[FFmpeg-devel] [PATCH] Ticket #8750 Add inline function for the vec_xl intrinsic in non-VSX environments

Sat Feb 20 13:34:13 EET 2021

Hi!

> On 24 Jan 2021, at 17:35, Andriy Gelman <andriy.gelman at gmail.com> wrote:
> 
> On Sat, 07. Nov 16:31, Andriy Gelman wrote:
>> On Sat, 31. Oct 10:17, Andriy Gelman wrote:
>>> On Fri, 16. Oct 00:02, Andriy Gelman wrote:
>>>> On Fri, 09. Oct 20:17, Andriy Gelman wrote:
>>>>> From: Chip Kerchner <Chip.Kerchner at ibm.com>
>>>>> 
>>>>> ---
>>>>> libswscale/ppc/yuv2rgb_altivec.c | 10 ++++++++++
>>>>> 1 file changed, 10 insertions(+)
>>>>> 
>>>>> diff --git a/libswscale/ppc/yuv2rgb_altivec.c b/libswscale/ppc/yuv2rgb_altivec.c
>>>>> index 536545293d..930ef6b98f 100644
>>>>> --- a/libswscale/ppc/yuv2rgb_altivec.c
>>>>> +++ b/libswscale/ppc/yuv2rgb_altivec.c
>>>>> @@ -283,6 +283,16 @@ static inline void cvtyuvtoRGB(SwsContext *c, vector signed short Y,
>>>>>  * ------------------------------------------------------------------------------
>>>>>  */
>>>>> 
>>>>> +#if !HAVE_VSX
>>>>> +static inline vector unsigned char vec_xl(signed long long offset, const ubyte *addr)
>>>>> +{
>>>>> +    const vector unsigned char *v_addr = (const vector unsigned char *) (addr + offset);
>>>>> +    vector unsigned char align_perm = vec_lvsl(offset, addr);
>>>>> +
>>>>> +    return (vector unsigned char) vec_perm(v_addr[0], v_addr[1], align_perm);
>>>>> +}
>>>>> +#endif /* !HAVE_VSX */
>>>>> +
>>>>> #define DEFCSP420_CVT(name, out_pixels)                                       \
>>>>> static int altivec_ ## name(SwsContext *c, const unsigned char **in,          \
>>>>>                             int *instrides, int srcSliceY, int srcSliceH,     \
>>>> 
>>>> Ping.
>>>> This patch fixes PPC64 build on patchwork.
>>>> 
>>> 
>>> ping
>>> 
>> 
>> ping 
>> 
> 
> I asked Reimar to have a look at the patch.
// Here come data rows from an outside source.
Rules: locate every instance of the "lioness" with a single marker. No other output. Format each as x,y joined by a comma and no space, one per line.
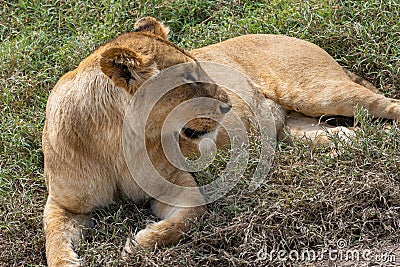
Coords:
84,162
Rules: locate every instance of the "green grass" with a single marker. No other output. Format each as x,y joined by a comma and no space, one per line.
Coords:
310,199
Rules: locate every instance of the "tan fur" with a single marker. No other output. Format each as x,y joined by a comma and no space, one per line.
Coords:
84,163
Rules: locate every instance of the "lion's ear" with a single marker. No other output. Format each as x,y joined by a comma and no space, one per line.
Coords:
126,68
151,25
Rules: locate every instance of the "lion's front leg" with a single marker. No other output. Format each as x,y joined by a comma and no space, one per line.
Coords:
175,220
62,229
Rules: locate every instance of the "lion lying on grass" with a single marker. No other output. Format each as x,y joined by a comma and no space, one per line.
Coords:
84,162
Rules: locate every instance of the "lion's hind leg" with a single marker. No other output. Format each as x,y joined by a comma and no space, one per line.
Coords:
62,229
301,127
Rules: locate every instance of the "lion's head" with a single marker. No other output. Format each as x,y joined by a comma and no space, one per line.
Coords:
133,58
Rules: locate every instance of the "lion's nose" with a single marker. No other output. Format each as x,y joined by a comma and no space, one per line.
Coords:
225,108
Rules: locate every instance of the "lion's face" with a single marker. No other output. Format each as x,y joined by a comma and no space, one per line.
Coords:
193,111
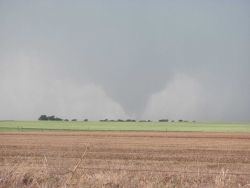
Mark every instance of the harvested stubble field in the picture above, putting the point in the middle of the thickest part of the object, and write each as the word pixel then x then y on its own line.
pixel 124 159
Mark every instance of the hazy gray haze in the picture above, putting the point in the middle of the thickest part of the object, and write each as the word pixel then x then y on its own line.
pixel 125 59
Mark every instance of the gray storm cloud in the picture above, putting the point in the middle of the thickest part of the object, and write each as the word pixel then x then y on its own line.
pixel 133 59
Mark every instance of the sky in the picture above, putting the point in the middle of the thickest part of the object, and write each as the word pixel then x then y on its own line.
pixel 138 59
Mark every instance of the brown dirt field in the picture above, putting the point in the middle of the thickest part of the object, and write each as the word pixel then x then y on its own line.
pixel 124 159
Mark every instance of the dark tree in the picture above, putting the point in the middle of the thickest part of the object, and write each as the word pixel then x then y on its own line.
pixel 163 120
pixel 43 117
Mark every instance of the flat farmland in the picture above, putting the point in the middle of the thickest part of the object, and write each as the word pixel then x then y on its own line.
pixel 25 126
pixel 124 159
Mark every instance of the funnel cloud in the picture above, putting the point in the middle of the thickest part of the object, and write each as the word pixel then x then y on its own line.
pixel 132 59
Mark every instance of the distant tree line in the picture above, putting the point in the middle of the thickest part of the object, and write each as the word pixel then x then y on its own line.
pixel 54 118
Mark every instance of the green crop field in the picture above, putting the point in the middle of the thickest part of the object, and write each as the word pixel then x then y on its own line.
pixel 121 126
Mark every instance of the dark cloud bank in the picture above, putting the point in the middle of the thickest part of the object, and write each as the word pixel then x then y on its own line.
pixel 125 59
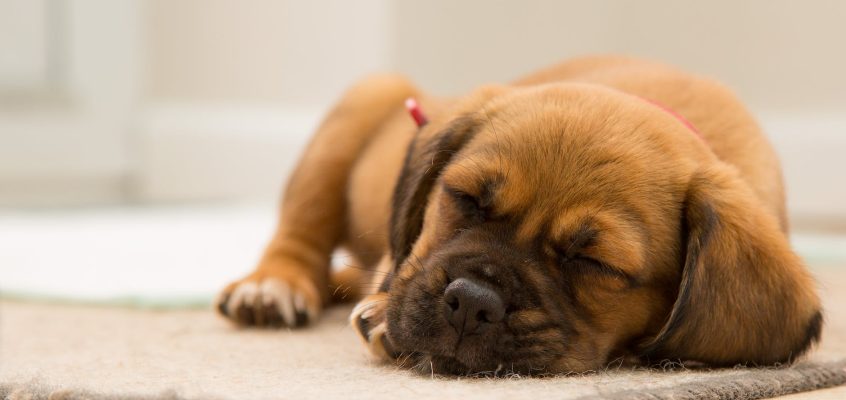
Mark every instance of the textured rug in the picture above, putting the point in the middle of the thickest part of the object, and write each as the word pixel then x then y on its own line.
pixel 91 352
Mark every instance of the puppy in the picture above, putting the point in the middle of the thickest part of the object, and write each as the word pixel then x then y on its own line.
pixel 604 208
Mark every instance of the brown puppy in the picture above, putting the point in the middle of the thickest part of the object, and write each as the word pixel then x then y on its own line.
pixel 606 207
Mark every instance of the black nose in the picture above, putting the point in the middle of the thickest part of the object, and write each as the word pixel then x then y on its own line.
pixel 472 307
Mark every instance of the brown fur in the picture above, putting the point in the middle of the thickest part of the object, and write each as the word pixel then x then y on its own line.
pixel 609 227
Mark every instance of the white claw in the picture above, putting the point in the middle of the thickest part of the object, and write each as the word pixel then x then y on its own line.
pixel 244 293
pixel 282 293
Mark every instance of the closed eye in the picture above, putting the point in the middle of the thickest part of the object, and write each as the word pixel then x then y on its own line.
pixel 584 264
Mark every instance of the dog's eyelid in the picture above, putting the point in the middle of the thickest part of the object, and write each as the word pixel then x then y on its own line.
pixel 596 264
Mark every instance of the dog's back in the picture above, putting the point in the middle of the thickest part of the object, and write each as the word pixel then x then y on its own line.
pixel 715 112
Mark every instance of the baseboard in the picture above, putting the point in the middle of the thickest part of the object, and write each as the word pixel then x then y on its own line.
pixel 190 151
pixel 200 152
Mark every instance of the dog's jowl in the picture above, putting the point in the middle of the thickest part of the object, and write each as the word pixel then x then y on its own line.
pixel 603 209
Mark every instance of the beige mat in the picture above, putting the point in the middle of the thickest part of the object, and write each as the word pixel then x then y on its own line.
pixel 92 352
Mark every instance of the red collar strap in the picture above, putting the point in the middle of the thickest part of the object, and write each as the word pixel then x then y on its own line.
pixel 420 119
pixel 676 115
pixel 416 113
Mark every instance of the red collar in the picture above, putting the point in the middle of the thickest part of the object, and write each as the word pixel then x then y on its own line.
pixel 420 119
pixel 676 115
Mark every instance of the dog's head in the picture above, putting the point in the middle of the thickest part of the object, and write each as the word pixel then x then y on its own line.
pixel 560 227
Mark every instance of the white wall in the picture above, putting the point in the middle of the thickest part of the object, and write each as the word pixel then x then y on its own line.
pixel 214 99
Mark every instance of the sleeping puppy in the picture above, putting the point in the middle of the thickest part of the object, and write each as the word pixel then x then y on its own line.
pixel 606 208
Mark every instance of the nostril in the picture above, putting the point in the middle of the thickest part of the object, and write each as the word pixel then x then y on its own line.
pixel 453 304
pixel 482 316
pixel 470 307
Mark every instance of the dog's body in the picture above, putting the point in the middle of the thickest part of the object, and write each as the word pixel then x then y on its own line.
pixel 665 175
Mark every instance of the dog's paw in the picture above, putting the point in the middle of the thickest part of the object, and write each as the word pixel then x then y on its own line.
pixel 368 319
pixel 270 300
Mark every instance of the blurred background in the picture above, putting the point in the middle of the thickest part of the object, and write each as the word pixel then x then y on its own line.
pixel 143 143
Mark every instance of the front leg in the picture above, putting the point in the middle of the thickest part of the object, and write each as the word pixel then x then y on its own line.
pixel 291 284
pixel 368 319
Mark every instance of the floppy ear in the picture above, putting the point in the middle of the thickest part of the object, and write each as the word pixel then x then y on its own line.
pixel 744 296
pixel 424 161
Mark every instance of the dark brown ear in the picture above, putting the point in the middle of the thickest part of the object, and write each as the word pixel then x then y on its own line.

He didn't have a link to original
> post, so I'm forwarding his feedback: 
> 
> - a few comments sure would be good
> - the function likely should be always_inline
> - the offset is always 0 in the code, so that could be optimized
> - I am not sure if the addresses even can be unaligned (the whole magic code is about fixing up unaligned loads since altivec simply ignores the low bits of the address, but it looks like the x86 asm also assumes unaligned)
> - the extra load needed to fix the alignment can read outside the bounds of the buffer I think? Especially for chroma and if the load is aligned. Though chroma seems to have an issue already today...
> 

I had a look at the code before the vec_xl was introduced, and besides the unnecessary extra offset it seems it was pretty much like this.
So worst case this patch would restore the behaviour to before the vec_xl patch, which I
guess is a reasonable argument to merge it whether it’s perfect or not.
Personally I would have added a vecload (dropping the offset argument) or similar function
that either does vec_xl or this, instead of introducing a “fake” vec_xl function,
but that is just nitpicking I guess…

Best regards,
Reimar